[LLVMdev] [LNT] Question about results reliability in LNT infrustructure

Tobias Grosser tobias at grosser.es
Mon Jul 1 22:11:46 PDT 2013


On 07/01/2013 09:41 AM, Renato Golin wrote:
> On 1 July 2013 02:02, Chris Matthews <chris.matthews at apple.com> wrote:
>
>> One thing that LNT is doing to help “smooth” the results for you is by
>> presenting the min of the data at a particular revision, which (hopefully)
>> is approximating the actual runtime without noise.
>>
>
> That's an interesting idea, as you said, if you run multiple times on every
> revision.
>
> On ARM, every run takes *at least* 1h, other architectures might be a lot
> worse. It'd be very important on those architectures if you could extract
> point information from group data, and min doesn't fit in that model. You
> could take min from a group of runs, but again, that's no different than
> moving averages. Though, "moving mins" might make more sense than "moving
> averages" for the reasons you exposed.

I get your point.
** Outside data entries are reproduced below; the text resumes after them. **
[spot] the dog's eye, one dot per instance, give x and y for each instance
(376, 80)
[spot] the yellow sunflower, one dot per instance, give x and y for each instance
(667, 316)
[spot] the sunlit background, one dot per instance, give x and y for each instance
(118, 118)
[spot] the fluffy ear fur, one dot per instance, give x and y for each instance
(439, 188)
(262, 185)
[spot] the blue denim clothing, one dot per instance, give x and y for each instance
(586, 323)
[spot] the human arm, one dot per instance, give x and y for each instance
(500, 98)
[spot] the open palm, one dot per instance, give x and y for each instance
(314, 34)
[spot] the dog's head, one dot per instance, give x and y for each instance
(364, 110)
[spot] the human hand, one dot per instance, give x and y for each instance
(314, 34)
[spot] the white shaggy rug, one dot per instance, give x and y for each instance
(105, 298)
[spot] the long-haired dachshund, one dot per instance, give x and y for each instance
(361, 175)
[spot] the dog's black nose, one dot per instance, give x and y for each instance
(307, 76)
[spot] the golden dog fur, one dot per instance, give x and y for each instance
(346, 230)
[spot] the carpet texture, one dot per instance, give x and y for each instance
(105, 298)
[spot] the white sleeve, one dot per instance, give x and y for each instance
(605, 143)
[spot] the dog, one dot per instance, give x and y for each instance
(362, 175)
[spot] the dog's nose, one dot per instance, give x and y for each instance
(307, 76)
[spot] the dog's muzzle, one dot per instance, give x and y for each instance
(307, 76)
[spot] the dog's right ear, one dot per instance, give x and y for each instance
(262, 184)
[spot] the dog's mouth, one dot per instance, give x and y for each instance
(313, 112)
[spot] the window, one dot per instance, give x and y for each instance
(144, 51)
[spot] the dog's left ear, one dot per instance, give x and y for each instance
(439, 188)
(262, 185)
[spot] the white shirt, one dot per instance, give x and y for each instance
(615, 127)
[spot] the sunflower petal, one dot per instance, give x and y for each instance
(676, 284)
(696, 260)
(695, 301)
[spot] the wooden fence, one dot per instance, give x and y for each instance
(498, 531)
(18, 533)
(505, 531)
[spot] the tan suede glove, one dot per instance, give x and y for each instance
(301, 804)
On the other side it may be worth getting first 
statistically reliable and noise free numbers with a lower resolution in 
terms of commits. Given those reliable numbers, we can then work on 
improving the resolution (without introducing noice). Also, multiple 
runs per revision should be easy to parallelize on different machines, 
such that confidence in the results seems to be a problem that can be 
solved by additional hardware.

> Also, on tests that take as long as noise to run (0.010s or less on A15),
> the minimum is not relevant, since runtime will flatten everything under
> 0.010 onto 0.010, making your test always report 0.010, even when there are
> regressions.
>
> I really cannot see how you can statistically enhance data in a scenario
> where the measuring rod is larger than the signal. We need to change the
> wannabe-benchmarks to behave like proper benchmarks, and move everything
> else into "Applications" for correctness and specifically NOT time them.
> Less is more.

It is out of question that we can not improve the existing data, but it 
would be great to at least reliably detect that some data is just plain 
noise.

> That works well with a lot of samples per revision, but not for across
>> revisions, where we really need the smoothing.   One way to explore this is
>> to turn
>>
>
> I was really looking forward to that hear the end of that sentence... ;)
>
>
>
> We also lack any way to coordinate or annotate regressions, that is a whole
>> separate problem though.
>>
>
> Yup. I'm having visions of tag clouds, bugzilla integration, cross
> architectural regression detection, etc. But I'll ignore that for now,
> let's solve one big problem at a time. ;)

Yes, there is a lot of stuff that would really help.